Figures 5A–C reflect the difference in behavior of the four markers upon exposure of the pulp cells to the beads +/- amelogenin peptides. These data relative to PCNA indicate that while implantation of the beads alone does not impair the steady growth of the cells in the vicinity of the beads, the addition of A+4 or A-4 initially stimulates the cell growth rate, albeit in a differential fashion, with the A+4 effect dropping sharply after 7 days, while the A-4 effect is more long lasting (Fig 5A). Similar differential effects are seen for the osteogenic (RP59) and bone phenotypic (OPN) markers (Figs 5B, C). The effect of A+4 is markedly different from A-4 with regard to length of time for the development of the OPN response. The DSP appearance resulting from both A+4 and A-4 is not apparent until day 7, and then only to a limited extent in small groups of cells.

Figure 5
figure 5

Figure 5A: Evaluation of PCNA immunostaining at 1, 3 and 7 days after implantation of beads alone or beads loaded with A+4 or A-4. RP59 (osteogenic differentiation) (5B) and osteopontin (OPN) (5C) immunolabeling for beads alone (B), beads loaded with A+4 and A-4, at 1, 3 and 7 days after implantation. No staining is scored 0; ± = 0.5; + = 1; between + and ++, depending on sections = 1.5; and ++ = 2.

Discussion

Potential biological effects of agarose beads

The present results shed light on the short-term effects of agarose beads alone or beads soaked with A+4 or A-4 implanted in the exposed pulp. Each of the two bioactive molecules has its own specificity. Shortly after implantation of bioactive molecules in the dental pulp, it appears that some pulp cells differentiate along the osteoblast-like progenitor phenotype.

As agarose is a linear sulphated galactan, implantation of beads alone may have some effects on pulp repair. Antiviral and anticoagulant properties have been already reported [5, 20]. They may interfere with the initial steps of pulp healing. A slight inflammatory reaction was detected, and pulp cell proliferation was initiated at day 3 and enhanced at day 7. However, none of the other markers provide any evidence for progenitor differentiation into osteoblast-like cells. Rodents have a tendency to self-repair and a limited spontaneous healing was observed after the surgery as reported previously [7]. However, healing after the surgery and bead implantation took longer periods of time, and was only partial even after 30 days, compared with the effects of two amelogenin molecules for the same period of time [33].

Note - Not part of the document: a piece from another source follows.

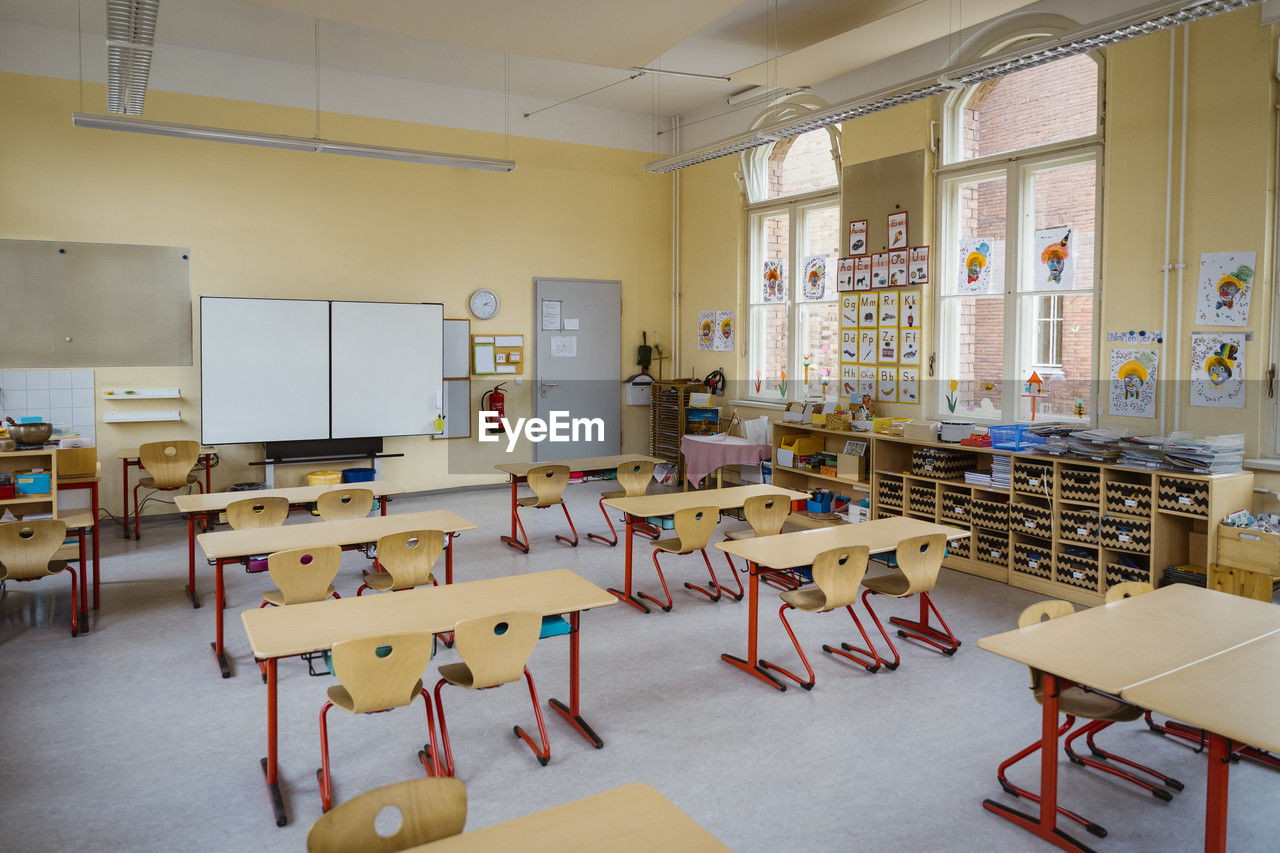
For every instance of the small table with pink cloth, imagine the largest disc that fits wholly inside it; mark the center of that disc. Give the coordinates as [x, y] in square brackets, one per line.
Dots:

Short-term effects of A +/- 4

How cells are committed still needs to be clarified, and probably an in vitro approach is more appropriate to further elucidate the mechanisms involved. Altogether, our data suggest that immediately after implantation of A +/- 4, the reparative process initiated by the two spliced amelogenins implicates three consecutive steps for the periods of time studied here.

Firstly, the committed cells proliferate, as shown by PCNA staining. These cells are located not only near the exposure site, but also in the central cusp at 3 days and 7 days. They migrate and after 7 days and at 15 days, labeled cells are seen surrounding the carrier beads. They are never located at the immediate surface, but they form the second row of the ring of cells located around the beads [33]. Dormant progenitors that are committed divide until the required number of cells is obtained to produce the ECM molecules necessary to form a reparative dentinal bridge or diffuse mineralization.

Secondly, the cascade of events pushes some cells toward an early differentiation of RP59-positive progenitor cells. As the RP59-positive cells are less numerous than the PCNA-positive cells, this suggests that all the cells are not transformed, but that some are selected according to unknown criteria.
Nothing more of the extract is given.